The deal is the latest evidence of how prediction markets are shaping the financial world.
How It Works
Polymarket runs markets where traders bet on which company will be the largest by market cap at the end of each month and at the end of the year.
Nvidia is currently the dominant favorite across all of them.
But the contracts are binary. If Nvidia loses the top spot, a trader who bet on it loses everything they put in.
The Marex note works differently.
The buyer’s capital is protected regardless of the outcome. If Nvidia is still No. 1 in a year, they collect a 7% coupon. If not, they get their money back.
The only meaningful risk is investment-grade rated Marex itself defaulting.

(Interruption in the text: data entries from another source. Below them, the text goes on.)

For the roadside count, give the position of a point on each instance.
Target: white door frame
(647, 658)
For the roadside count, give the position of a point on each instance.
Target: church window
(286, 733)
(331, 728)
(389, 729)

Marex hedges its own exposure by trading directly on Kalshi as odds shift.
The note had an issuance size of up to $10 million, was sold to a Swiss institutional client, and is only available outside the US for regulatory reasons.
While Polymarket offers a broader array of markets, Kalshi's status as a fully CFTC-regulated U.S. exchange makes it a safer hedging venue for institutional players like Marex.
Why It Matters
Marex’s Solutions CEO Nilesh Jethwa told Bloomberg the firm plans to build more prediction market structured products and use Kalshi and other exchanges to replicate the risk.
Robert Romano, head of structured products Americas at TP ICAP, called it a potential first of many. He suggested prediction market-linked structured products could serve as hedges against tail risk events.
Polymarket traders currently give Nvidia roughly a 97% chance of remaining the world’s largest company at the end of April, with odds dropping to around 65% by December. Apple trails at 16% on the year-end contract.
The Bigger Picture
The deal follows a wave of institutional interest in prediction market infrastructure. Roundhill Investments, Bitwise and GraniteShares have all filed for election-linked ETFs.
JPMorgan Chase (NYSE:JPM) CEO Jamie Dimon recently said the bank may offer prediction markets. Intercontinental Exchange (NYSE:ICE) has invested up to $2 billion in Polymarket.
Marex has signaled it will also look to offer swaps on election outcomes that ETF providers could use to allocate funds.
NVDA shares were at $176 at the time of reporting.